Archie,what kind of grouping are you getting with the 300 grain TC Shock Wave Sabot.Saw some in a local gun shop recently.They look neat!Has anyone else used them.They look like they would expand well.Thanks!


----------



## archie holst

Al B. 1 inch groups at 100 yards no rest standing with a sling. As far as expansion I don't know. I can tell you the deer I harvested had the potential of jumping the creek over to someones private property. To avoid this I aimed for the front ball joint on all three. Each one was put down instantly. The 300 grain shock wave disentegrated itself and the ball joint into mainy little pieces and pullverized the insides of the deer. No exit wounds all energy went to turning the insides to Jello. Yes theere was some wasted meat in the front shoulder but that was intentional, I did not want them taking another step or leap and they did not.


----------



## rzdrmh

Albert Bergeron said:


> Does anybody have any opinions on how they like their TC ML.Thanks.


Are you kidding???? After testing a number of muzzleloaders, and shouldering more, i'm convinced that the TC Omega is the definitive measuring stick for inline muzzleloaders today.

you might others that have a slight edge in certain aspects, but when considering things overall, the Omega is tough to beat.
- shoots very well
- great warranty
- easy cleanup
- zero blowback on the scope
- looks great
- etc, etc.

pure muzzleloader. now, if you could just get TC to put some of that fancy curly maple on the omega that A&H uses, i'd be in heaven.. :lol:


----------



## Swamp Monster

rzdrmh said:


> . now, if you could just get TC to put some of that fancy curly maple on the omega that A&H uses, i'd be in heaven.. :lol:



A quick phone call to the TC Custom shop and you might just get your answer! Just hope today is payday! 


Yeah, I don't think there is a better designed and built inline than the Omega.....the Encore is right there though.


----------



## DRHUNTER

ENCORE said:


> After a couple of really bad expierences with the ShockWave bullets, I switched back to Barnes bullets and haven't had an issue of ANY KIND since doing so. Also, now that Blackhorn 209 is available, there's no reason to shoot any other propellent. T/C's shoot it very well.....
> 
> Current Load: Barnes 250gr TMZ bullets - 110grs (volume) Blackhorn 209 powder - CCI209M primers. Best group out of my Pro Hunter for me so far, is three shots - 3/4" @ 150yds.
> 
> http://barnesbullets.myshopify.com/collections/spit-fire-tmztm/
> 
> http://www.blackhorn209.com/
> 
> http://www.midwayusa.com/viewproduct/?productnumber=558416
> 
> All you'll need............


Encore what happened with the Shockwaves? We have had very good performance on deer using them in my Encore, mind elaborating?


----------



## frontier gander

SW's like to either Not expand and leave tiny in-out holes or they just explode in deer.


----------



## ENCORE

DRHUNTER said:


> Encore what happened with the Shockwaves? We have had very good performance on deer using them in my Encore, mind elaborating?

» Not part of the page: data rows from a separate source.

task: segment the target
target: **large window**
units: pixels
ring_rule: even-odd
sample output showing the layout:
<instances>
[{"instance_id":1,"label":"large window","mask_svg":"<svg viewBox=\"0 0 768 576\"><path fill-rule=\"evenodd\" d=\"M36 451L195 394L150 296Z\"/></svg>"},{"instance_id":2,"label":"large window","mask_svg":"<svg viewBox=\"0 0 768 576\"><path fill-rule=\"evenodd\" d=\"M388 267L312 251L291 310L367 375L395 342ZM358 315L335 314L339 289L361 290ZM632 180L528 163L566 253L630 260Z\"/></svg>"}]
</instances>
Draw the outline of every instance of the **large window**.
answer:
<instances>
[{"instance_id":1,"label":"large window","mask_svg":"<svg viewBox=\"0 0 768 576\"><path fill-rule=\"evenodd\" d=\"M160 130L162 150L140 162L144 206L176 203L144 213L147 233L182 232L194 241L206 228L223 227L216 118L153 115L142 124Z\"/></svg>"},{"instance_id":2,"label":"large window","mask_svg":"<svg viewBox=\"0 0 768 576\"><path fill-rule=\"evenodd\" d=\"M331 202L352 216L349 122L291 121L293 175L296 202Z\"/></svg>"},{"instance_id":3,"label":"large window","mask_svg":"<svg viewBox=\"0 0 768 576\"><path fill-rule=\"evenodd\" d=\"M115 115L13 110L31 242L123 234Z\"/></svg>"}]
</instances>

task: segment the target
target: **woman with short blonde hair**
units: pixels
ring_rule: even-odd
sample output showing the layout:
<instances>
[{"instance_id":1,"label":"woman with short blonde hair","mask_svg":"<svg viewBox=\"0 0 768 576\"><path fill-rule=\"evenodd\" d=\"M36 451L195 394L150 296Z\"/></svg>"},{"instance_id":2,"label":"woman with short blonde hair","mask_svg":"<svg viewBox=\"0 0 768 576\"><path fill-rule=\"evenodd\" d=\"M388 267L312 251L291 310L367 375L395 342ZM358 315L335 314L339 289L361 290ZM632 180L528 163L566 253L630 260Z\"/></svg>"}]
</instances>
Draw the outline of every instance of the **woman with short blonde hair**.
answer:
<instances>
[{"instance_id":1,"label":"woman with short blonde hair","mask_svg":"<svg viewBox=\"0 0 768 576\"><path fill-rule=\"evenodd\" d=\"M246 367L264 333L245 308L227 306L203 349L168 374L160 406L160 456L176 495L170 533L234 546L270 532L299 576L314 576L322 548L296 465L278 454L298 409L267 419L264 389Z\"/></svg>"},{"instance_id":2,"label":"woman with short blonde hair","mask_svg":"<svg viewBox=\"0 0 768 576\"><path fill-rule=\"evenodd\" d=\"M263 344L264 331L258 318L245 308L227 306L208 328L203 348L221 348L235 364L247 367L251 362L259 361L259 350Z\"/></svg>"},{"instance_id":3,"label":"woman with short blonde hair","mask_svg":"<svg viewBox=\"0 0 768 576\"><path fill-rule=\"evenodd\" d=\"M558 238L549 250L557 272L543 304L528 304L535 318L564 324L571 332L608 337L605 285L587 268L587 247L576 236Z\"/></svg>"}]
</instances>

*In a nut shell....... read post #142 above this from Frontier Gander*. I made a great hit on a 160's class buck the LAST time that I used them. That buck went way further than it ever should have and made it on to an adjoining property, where an invited guest on that property claimed it. That's another story for another thread.....

I've shot hundreds, if not thousands of them here on my range or hunting. I had so many mixed results with them, it just wasn't worth shooting them, regardless how well they worked on paper. CHEAP is just that. Irregardless what a bullet costs, if it doesn't perform flawlessly EVERY TIME, its not worth me shooting. Barnes bullets don't fail and the only reason I tried the ShockWave, is that I got all caught up on the advertising hype when they first came out..... like everyone else. Best thing I ever did, was switch back to Barnes!


----------



## DRHUNTER

I've been considering going to the Barnes and Blackhorn because of the great reviews. I think you just confirmed my thoughts. Thanks


----------



## BuckBuster

I started this thread so we could all learn from each other.I think it's working...Keep it coming..


----------



## ENCORE

BuckBuster said:


> I started this thread so we could all learn from each other.I think it's working...Keep it coming..


Well.......... you could spend $600 to $800 on a force gage, so that you can get exact seating pressures, mic all your bullets and sabots, use the PROPER weight vs volume measure for powder and measure your powder to the 1/10th grain.....

You don't need to go that far..:lol:.... just check back in some of the old posts on the forums, and pick up bits and pieces. Keep it fun and you'll enjoy a lifetime of shooting the muzz. Make it an obsession and you'll take all the fun out of it...........


----------



## BuckBuster

ENCORE said:


> Well.......... you could spend $600 to $800 on a force gage, so that you can get exact seating pressures, mic all your bullets and sabots, use the PROPER weight vs volume measure for powder and measure your powder to the 1/10th grain.....
> 
> You don't need to go that far..:lol:.... just check back in some of the old posts on the forums, and pick up bits and pieces. Keep it fun and you'll enjoy a lifetime of shooting the muzz. Make it an obsession and you'll take all the fun out of it...........


Ya,you have to keep it fun.It does help to hit what you shoot at & knock it down.So if u learn something from this thread so much the better....


----------



## ENCORE

BuckBuster said:


> Ya,you have to keep it fun.It does help to hit what you shoot at & knock it down.So if u learn something from this thread so much the better....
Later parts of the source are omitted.